This is a question which spun of this Can the Sun / Earth have a dark matter core?

I have argued that it is possible to pretty accurately estimate how much mass of Sun is in the regular matter, so comparing this estimate to the gravitational effect of Sun could rule out any significant esoteric mass sources.

A couple of points brought in there:

What do you mean by "visible mass"? We can only see the first ~100km of the Sun. The gravitational effects of dark matter are identical to those of normal matter. There is no debate about what the mass of the Sun is; only what it consists of. - Rob Jeffries

While we may know the Sun's total mass pretty accurately from the masses and velocities of orbiting objects, I think we cannot know how much of that mass may be dark matter. (We may be able to give an upper bound above which the Sun wouldn't work as it does now. But apart from that, I'm confident that a couple of percent of DM inside the Sun wouldn't be observable.) – JimmyB

By visible mass I mean attributed to "regular" matter as opposed to dark matter. I agree with Jimmy. The gravitational effects are the same, precisely, but other's are not, so judging from its radius, color, dynamics (solar seismology is also a thing) etc. I would bet that we could calculate how much regular matter there is, and how well it fits the total mass as observed by gravitational effects.

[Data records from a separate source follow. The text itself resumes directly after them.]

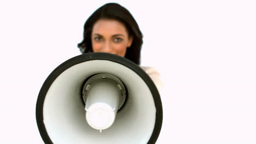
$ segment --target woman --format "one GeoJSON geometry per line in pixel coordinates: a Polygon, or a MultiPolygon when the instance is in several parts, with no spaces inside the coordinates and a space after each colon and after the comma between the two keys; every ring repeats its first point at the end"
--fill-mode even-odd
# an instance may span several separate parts
{"type": "MultiPolygon", "coordinates": [[[[143,35],[138,24],[124,7],[107,3],[97,9],[85,22],[84,39],[78,46],[82,53],[108,52],[140,64],[143,35]]],[[[158,88],[162,86],[160,75],[154,68],[141,67],[158,88]]]]}

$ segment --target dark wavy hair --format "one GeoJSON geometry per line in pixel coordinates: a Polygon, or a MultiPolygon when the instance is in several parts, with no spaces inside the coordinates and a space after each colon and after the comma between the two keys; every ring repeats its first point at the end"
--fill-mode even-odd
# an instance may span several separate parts
{"type": "Polygon", "coordinates": [[[86,20],[84,26],[84,39],[78,44],[82,53],[92,52],[91,35],[92,27],[100,19],[117,20],[122,22],[133,37],[131,46],[127,49],[125,57],[139,65],[143,35],[138,24],[131,13],[125,8],[117,3],[107,3],[97,9],[86,20]]]}

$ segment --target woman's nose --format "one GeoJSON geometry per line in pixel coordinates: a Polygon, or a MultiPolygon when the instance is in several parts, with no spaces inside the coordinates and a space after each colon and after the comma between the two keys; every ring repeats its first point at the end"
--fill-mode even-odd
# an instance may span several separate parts
{"type": "Polygon", "coordinates": [[[109,42],[104,43],[103,45],[103,51],[104,52],[110,53],[112,51],[110,44],[109,42]]]}

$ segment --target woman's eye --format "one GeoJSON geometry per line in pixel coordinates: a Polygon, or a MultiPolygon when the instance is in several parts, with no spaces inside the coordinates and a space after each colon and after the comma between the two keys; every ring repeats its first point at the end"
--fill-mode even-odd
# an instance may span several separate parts
{"type": "Polygon", "coordinates": [[[94,37],[94,39],[96,41],[99,41],[101,40],[100,37],[94,37]]]}
{"type": "Polygon", "coordinates": [[[119,43],[123,41],[123,39],[120,38],[117,38],[114,39],[115,43],[119,43]]]}

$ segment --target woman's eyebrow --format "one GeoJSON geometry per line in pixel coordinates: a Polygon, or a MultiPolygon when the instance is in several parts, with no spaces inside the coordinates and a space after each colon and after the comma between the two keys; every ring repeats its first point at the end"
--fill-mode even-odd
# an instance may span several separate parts
{"type": "Polygon", "coordinates": [[[124,37],[125,36],[123,34],[114,34],[112,35],[112,37],[118,37],[118,36],[121,36],[124,37]]]}
{"type": "Polygon", "coordinates": [[[98,33],[95,33],[95,34],[93,34],[93,35],[96,35],[100,36],[101,37],[102,37],[102,35],[101,35],[100,34],[98,34],[98,33]]]}

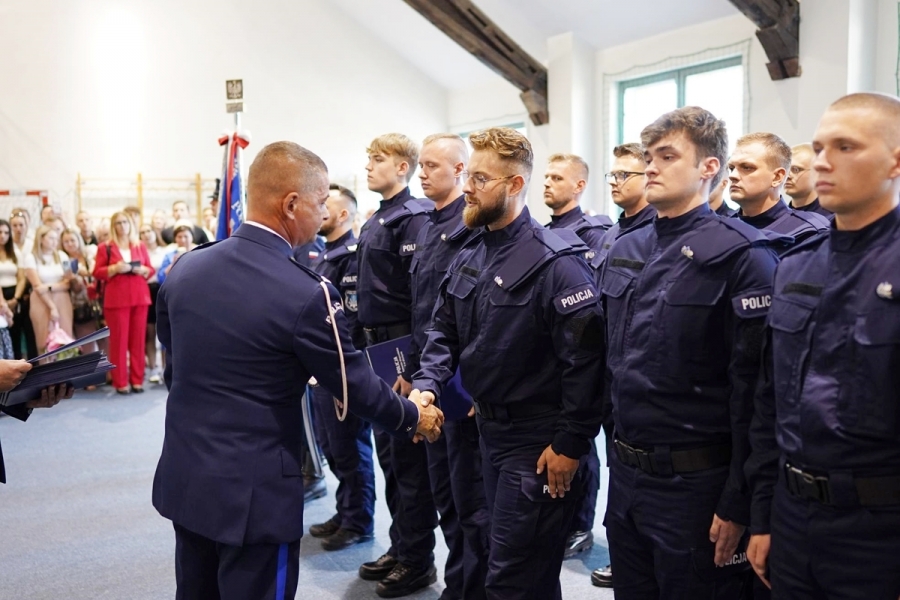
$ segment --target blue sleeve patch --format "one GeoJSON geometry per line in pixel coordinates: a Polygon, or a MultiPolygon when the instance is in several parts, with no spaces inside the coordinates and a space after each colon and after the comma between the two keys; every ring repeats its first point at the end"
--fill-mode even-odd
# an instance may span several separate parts
{"type": "Polygon", "coordinates": [[[593,285],[585,283],[559,294],[553,299],[553,304],[559,314],[567,315],[585,306],[596,304],[598,295],[593,285]]]}
{"type": "Polygon", "coordinates": [[[742,319],[764,317],[772,306],[772,288],[762,288],[744,292],[731,299],[734,313],[742,319]]]}

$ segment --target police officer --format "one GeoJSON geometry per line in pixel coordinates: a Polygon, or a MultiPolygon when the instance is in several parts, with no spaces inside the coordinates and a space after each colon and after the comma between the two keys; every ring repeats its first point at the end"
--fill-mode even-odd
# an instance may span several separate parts
{"type": "MultiPolygon", "coordinates": [[[[406,372],[397,381],[404,395],[409,394],[412,376],[419,370],[419,356],[425,346],[441,281],[460,248],[477,235],[462,221],[463,172],[467,161],[466,143],[458,135],[438,133],[422,142],[419,179],[425,196],[434,202],[434,210],[419,231],[410,269],[413,334],[406,372]]],[[[447,409],[446,403],[442,406],[447,409]]],[[[469,416],[467,411],[468,408],[458,407],[452,412],[445,411],[445,416],[456,413],[456,418],[446,420],[444,435],[426,447],[428,473],[422,480],[425,485],[430,482],[448,549],[444,567],[446,587],[441,594],[445,600],[483,598],[487,573],[488,515],[478,428],[474,410],[469,416]]],[[[422,494],[428,494],[427,488],[422,494]]]]}
{"type": "MultiPolygon", "coordinates": [[[[644,149],[640,144],[621,144],[613,148],[615,161],[612,170],[606,174],[606,183],[610,187],[610,196],[613,203],[622,209],[619,220],[603,236],[600,242],[600,250],[591,260],[594,269],[594,278],[597,287],[600,286],[600,276],[603,273],[603,265],[606,263],[609,248],[620,235],[640,226],[644,221],[656,216],[656,209],[647,203],[646,182],[644,176],[644,149]]],[[[611,460],[613,453],[613,420],[612,401],[609,398],[608,386],[603,394],[603,433],[606,438],[606,460],[611,460]]],[[[594,569],[591,573],[591,583],[597,587],[612,587],[612,567],[606,565],[594,569]]]]}
{"type": "Polygon", "coordinates": [[[741,597],[742,467],[776,256],[719,218],[725,124],[685,107],[641,132],[658,216],[621,235],[601,279],[615,422],[606,531],[616,598],[741,597]]]}
{"type": "Polygon", "coordinates": [[[894,96],[828,108],[813,168],[833,227],[775,276],[747,474],[776,600],[900,596],[898,123],[894,96]]]}
{"type": "Polygon", "coordinates": [[[728,177],[722,176],[722,181],[709,193],[709,207],[720,217],[733,217],[737,214],[736,208],[731,208],[725,203],[725,190],[728,188],[728,177]]]}
{"type": "MultiPolygon", "coordinates": [[[[419,158],[415,142],[405,135],[389,133],[375,138],[367,152],[368,187],[381,194],[382,200],[360,230],[357,314],[366,344],[373,345],[412,331],[409,268],[431,203],[416,200],[409,192],[408,183],[419,158]]],[[[437,516],[430,494],[421,502],[409,502],[409,512],[398,518],[400,494],[415,497],[418,478],[427,471],[428,458],[423,446],[408,440],[395,443],[377,429],[375,446],[384,471],[385,496],[392,519],[391,547],[376,560],[361,565],[359,576],[386,580],[394,568],[400,567],[386,582],[394,591],[387,592],[380,586],[376,592],[409,593],[437,580],[432,553],[437,516]],[[405,566],[401,558],[406,561],[405,566]]]]}
{"type": "MultiPolygon", "coordinates": [[[[612,220],[606,215],[590,216],[581,210],[581,196],[587,187],[588,165],[575,154],[553,154],[544,173],[544,204],[553,214],[548,229],[568,229],[573,231],[587,246],[585,260],[590,262],[600,251],[606,231],[612,220]]],[[[594,545],[594,513],[597,506],[597,492],[600,490],[600,458],[597,456],[596,442],[591,442],[585,465],[585,481],[571,531],[566,540],[563,558],[572,558],[579,552],[589,550],[594,545]]]]}
{"type": "Polygon", "coordinates": [[[784,184],[785,193],[791,197],[790,207],[831,217],[816,197],[816,172],[812,168],[816,157],[812,144],[798,144],[791,148],[791,169],[784,184]]]}
{"type": "MultiPolygon", "coordinates": [[[[328,279],[341,294],[344,315],[355,348],[365,347],[362,327],[356,318],[356,196],[342,185],[329,186],[327,216],[319,235],[325,246],[313,260],[314,271],[328,279]]],[[[323,538],[322,548],[340,550],[372,539],[375,516],[375,472],[372,463],[372,426],[354,415],[337,418],[331,392],[312,388],[316,438],[328,466],[338,480],[337,512],[328,521],[311,525],[309,533],[323,538]]]]}
{"type": "Polygon", "coordinates": [[[597,292],[580,250],[525,208],[528,140],[500,127],[469,142],[463,220],[482,235],[441,284],[413,388],[439,399],[459,366],[475,399],[491,523],[487,597],[559,598],[584,456],[600,430],[597,292]]]}
{"type": "Polygon", "coordinates": [[[153,505],[175,527],[178,598],[294,597],[300,398],[310,376],[340,399],[342,414],[391,435],[433,440],[442,420],[375,375],[350,342],[338,290],[291,256],[322,224],[322,160],[270,144],[247,188],[243,225],[183,255],[158,298],[169,397],[153,505]]]}
{"type": "Polygon", "coordinates": [[[774,133],[751,133],[738,139],[728,160],[729,194],[748,225],[779,234],[779,251],[828,231],[828,219],[796,211],[781,198],[791,167],[791,149],[774,133]]]}

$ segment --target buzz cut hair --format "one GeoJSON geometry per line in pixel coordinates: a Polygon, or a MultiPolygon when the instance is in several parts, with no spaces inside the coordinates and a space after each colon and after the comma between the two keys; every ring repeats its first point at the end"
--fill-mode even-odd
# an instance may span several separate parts
{"type": "Polygon", "coordinates": [[[637,142],[629,142],[627,144],[619,144],[613,148],[613,156],[623,158],[630,156],[644,162],[644,147],[637,142]]]}
{"type": "MultiPolygon", "coordinates": [[[[725,121],[699,106],[685,106],[662,115],[641,131],[641,144],[644,148],[649,148],[661,139],[677,133],[683,133],[694,144],[697,165],[708,157],[719,159],[720,165],[728,160],[728,130],[725,121]]],[[[719,184],[723,173],[724,169],[720,168],[713,175],[710,189],[719,184]]]]}
{"type": "Polygon", "coordinates": [[[760,131],[757,133],[748,133],[738,138],[737,146],[746,146],[748,144],[762,144],[766,149],[766,158],[769,166],[776,169],[784,169],[789,171],[791,168],[791,147],[787,145],[783,139],[774,133],[760,131]]]}
{"type": "Polygon", "coordinates": [[[475,150],[493,152],[518,171],[525,179],[531,178],[534,169],[534,151],[531,142],[511,127],[491,127],[469,134],[469,143],[475,150]]]}
{"type": "Polygon", "coordinates": [[[402,133],[386,133],[372,140],[366,148],[367,154],[384,154],[406,161],[406,181],[412,180],[413,173],[419,165],[419,145],[402,133]]]}
{"type": "Polygon", "coordinates": [[[567,162],[571,165],[575,165],[578,167],[578,170],[581,171],[581,178],[585,181],[588,180],[588,176],[591,174],[591,170],[587,166],[587,161],[578,156],[577,154],[568,154],[565,152],[557,152],[556,154],[551,154],[550,158],[547,159],[548,163],[555,162],[567,162]]]}

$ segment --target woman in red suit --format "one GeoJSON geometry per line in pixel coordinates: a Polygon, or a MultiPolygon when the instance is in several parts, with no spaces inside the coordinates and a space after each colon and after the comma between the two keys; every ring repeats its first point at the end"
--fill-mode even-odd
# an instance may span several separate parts
{"type": "Polygon", "coordinates": [[[103,282],[103,315],[109,326],[110,361],[113,386],[119,394],[144,391],[144,337],[147,332],[147,308],[150,289],[147,278],[153,275],[147,247],[138,240],[137,228],[125,212],[111,219],[109,241],[97,248],[94,278],[103,282]],[[128,367],[128,356],[131,366],[128,367]]]}

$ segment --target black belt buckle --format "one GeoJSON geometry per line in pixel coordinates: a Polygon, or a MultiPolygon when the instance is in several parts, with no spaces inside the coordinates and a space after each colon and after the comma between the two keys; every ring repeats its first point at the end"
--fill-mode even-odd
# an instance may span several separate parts
{"type": "Polygon", "coordinates": [[[831,488],[827,477],[818,477],[789,463],[784,465],[787,471],[788,491],[801,498],[815,500],[821,504],[831,504],[831,488]]]}

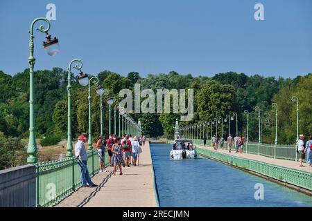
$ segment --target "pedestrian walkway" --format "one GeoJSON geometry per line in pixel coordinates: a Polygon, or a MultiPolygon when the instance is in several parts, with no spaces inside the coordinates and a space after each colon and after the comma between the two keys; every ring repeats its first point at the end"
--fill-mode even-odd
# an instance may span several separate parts
{"type": "Polygon", "coordinates": [[[96,175],[92,181],[98,188],[80,188],[55,206],[84,207],[155,207],[157,195],[154,186],[154,173],[149,144],[142,147],[140,165],[123,167],[123,175],[108,172],[96,175]]]}
{"type": "Polygon", "coordinates": [[[261,161],[261,162],[268,163],[268,164],[273,164],[273,165],[281,166],[288,167],[288,168],[293,169],[297,169],[299,171],[312,173],[312,167],[310,167],[310,166],[309,164],[304,163],[304,165],[306,166],[305,167],[300,167],[299,162],[296,162],[296,161],[274,159],[274,158],[271,158],[271,157],[267,157],[265,156],[250,154],[250,153],[243,153],[241,154],[239,153],[235,153],[235,148],[234,148],[232,149],[232,152],[229,153],[229,151],[227,149],[225,149],[225,148],[221,149],[221,148],[218,148],[218,151],[216,151],[214,149],[213,147],[211,147],[211,146],[206,146],[206,147],[204,147],[203,146],[201,146],[201,145],[197,145],[197,146],[202,148],[209,149],[210,151],[218,151],[219,153],[228,154],[228,155],[238,157],[242,157],[242,158],[245,158],[245,159],[249,159],[249,160],[261,161]],[[234,149],[234,151],[233,151],[233,149],[234,149]]]}

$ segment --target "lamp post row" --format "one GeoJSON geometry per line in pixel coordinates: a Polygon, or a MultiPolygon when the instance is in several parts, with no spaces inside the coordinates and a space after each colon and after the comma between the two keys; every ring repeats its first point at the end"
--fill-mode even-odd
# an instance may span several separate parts
{"type": "MultiPolygon", "coordinates": [[[[296,114],[297,114],[297,135],[296,139],[297,141],[299,140],[299,99],[296,96],[293,96],[291,98],[291,101],[293,102],[297,102],[297,109],[296,109],[296,114]]],[[[277,116],[278,116],[278,105],[277,103],[272,103],[272,107],[275,108],[275,144],[277,145],[278,143],[278,120],[277,120],[277,116]]],[[[258,111],[258,124],[259,124],[259,138],[258,138],[258,143],[260,144],[261,142],[261,110],[259,106],[255,106],[254,110],[258,111]]],[[[247,114],[247,135],[246,135],[246,140],[248,142],[249,142],[249,111],[248,110],[244,110],[244,113],[247,114]]],[[[237,122],[237,113],[233,113],[233,116],[230,116],[229,115],[226,115],[225,118],[224,119],[224,122],[227,122],[227,119],[229,121],[229,133],[228,135],[230,134],[230,128],[231,128],[231,120],[234,120],[234,117],[236,117],[236,134],[238,134],[238,122],[237,122]]],[[[202,124],[202,126],[204,127],[205,124],[207,126],[211,126],[211,137],[212,137],[212,125],[216,124],[216,135],[218,135],[218,123],[222,122],[221,124],[221,134],[222,137],[223,137],[223,117],[219,117],[219,119],[214,118],[214,120],[209,119],[208,122],[205,122],[202,124]],[[219,121],[219,119],[221,119],[221,121],[219,121]]],[[[201,125],[201,124],[200,124],[201,125]]],[[[196,128],[196,124],[193,124],[193,126],[191,126],[191,128],[196,128]]],[[[190,128],[190,127],[185,127],[183,128],[184,130],[187,129],[187,131],[190,128]]],[[[200,133],[201,134],[201,133],[200,133]]],[[[188,135],[187,133],[187,135],[188,135]]],[[[204,132],[202,133],[202,135],[204,135],[204,132]]],[[[208,127],[207,126],[207,136],[208,136],[208,127]]],[[[193,138],[197,138],[197,136],[193,136],[193,138]]]]}

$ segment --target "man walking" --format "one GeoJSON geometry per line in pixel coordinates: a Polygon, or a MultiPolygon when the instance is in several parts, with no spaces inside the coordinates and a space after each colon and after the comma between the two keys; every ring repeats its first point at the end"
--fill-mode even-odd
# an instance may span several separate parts
{"type": "MultiPolygon", "coordinates": [[[[96,142],[96,148],[98,148],[98,155],[100,160],[100,173],[104,171],[105,168],[105,146],[104,144],[104,137],[101,135],[96,142]]],[[[105,171],[106,172],[106,171],[105,171]]]]}
{"type": "Polygon", "coordinates": [[[113,166],[113,162],[112,160],[112,148],[115,143],[115,140],[113,138],[111,134],[110,134],[110,137],[106,140],[106,148],[107,148],[107,153],[108,153],[108,162],[110,165],[110,166],[113,166]]]}
{"type": "Polygon", "coordinates": [[[227,148],[229,149],[229,153],[231,153],[232,146],[233,146],[233,137],[231,135],[227,137],[227,148]]]}
{"type": "Polygon", "coordinates": [[[123,147],[123,159],[125,161],[125,166],[130,167],[130,160],[132,146],[131,142],[128,140],[128,135],[125,136],[124,139],[123,139],[123,141],[121,142],[121,146],[123,147]]]}
{"type": "Polygon", "coordinates": [[[234,139],[235,146],[235,153],[239,153],[239,135],[237,134],[235,135],[235,137],[234,139]]]}
{"type": "Polygon", "coordinates": [[[83,187],[96,187],[98,186],[98,185],[94,184],[91,180],[88,168],[87,166],[88,155],[85,148],[85,142],[87,138],[84,135],[78,137],[78,141],[75,145],[75,156],[77,157],[79,166],[81,167],[80,181],[83,187]],[[89,186],[87,184],[87,182],[89,184],[89,186]]]}
{"type": "Polygon", "coordinates": [[[302,134],[299,136],[299,140],[297,143],[297,148],[299,153],[299,166],[304,167],[302,164],[302,160],[306,157],[306,154],[304,150],[304,135],[302,134]]]}

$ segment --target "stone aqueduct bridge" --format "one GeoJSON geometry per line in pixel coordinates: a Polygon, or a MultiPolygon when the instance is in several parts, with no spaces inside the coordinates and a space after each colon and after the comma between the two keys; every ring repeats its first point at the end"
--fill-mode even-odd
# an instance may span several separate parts
{"type": "MultiPolygon", "coordinates": [[[[185,134],[175,125],[175,137],[185,134]]],[[[168,141],[172,143],[173,141],[168,141]]],[[[312,169],[299,167],[294,146],[246,142],[242,154],[204,146],[193,139],[198,154],[312,195],[312,169]]],[[[227,146],[226,142],[224,146],[227,146]]],[[[88,170],[97,188],[80,188],[80,167],[74,157],[0,171],[0,206],[158,206],[149,143],[143,146],[140,166],[112,175],[99,172],[97,150],[88,151],[88,170]],[[140,194],[137,194],[138,191],[140,194]],[[109,200],[105,200],[109,199],[109,200]],[[123,200],[120,200],[123,199],[123,200]]],[[[107,154],[105,154],[107,162],[107,154]]]]}

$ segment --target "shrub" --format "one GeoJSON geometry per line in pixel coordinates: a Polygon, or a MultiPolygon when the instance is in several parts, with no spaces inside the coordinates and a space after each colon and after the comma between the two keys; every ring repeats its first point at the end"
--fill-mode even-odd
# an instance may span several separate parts
{"type": "Polygon", "coordinates": [[[42,146],[51,146],[58,144],[61,141],[61,137],[59,135],[48,136],[44,139],[40,140],[40,143],[42,146]]]}

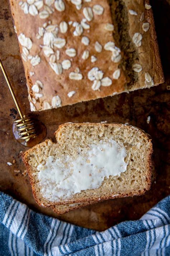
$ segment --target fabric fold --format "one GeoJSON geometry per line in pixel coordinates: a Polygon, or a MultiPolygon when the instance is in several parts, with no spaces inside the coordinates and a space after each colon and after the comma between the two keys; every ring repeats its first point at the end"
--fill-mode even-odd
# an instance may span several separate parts
{"type": "Polygon", "coordinates": [[[103,232],[36,213],[0,194],[0,255],[169,255],[170,196],[140,220],[103,232]]]}

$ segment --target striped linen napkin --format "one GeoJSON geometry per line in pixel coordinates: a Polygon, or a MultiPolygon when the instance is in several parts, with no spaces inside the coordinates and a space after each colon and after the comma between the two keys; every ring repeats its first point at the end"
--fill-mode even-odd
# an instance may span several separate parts
{"type": "Polygon", "coordinates": [[[0,194],[0,255],[170,255],[170,196],[103,232],[36,213],[0,194]]]}

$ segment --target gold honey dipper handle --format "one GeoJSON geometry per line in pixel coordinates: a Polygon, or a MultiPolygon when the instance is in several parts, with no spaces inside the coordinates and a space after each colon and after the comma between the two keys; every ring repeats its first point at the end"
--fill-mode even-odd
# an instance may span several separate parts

Are there such estimates and how precise they are, a couple of %? Could there be a discrepancy between Sun's gravitational effect and mass attributed to it's regular matter?

Edit: To avoid confusion I guess the answer I'm looking for is x% of Hydrogene, y% of Helium, z% of heavier elements, w% neutrinos etc. to fit Standard model and star physics we know and a% of possibly dark matter, because it seems to pull planets stronger than all the regular matter constituants that we know of.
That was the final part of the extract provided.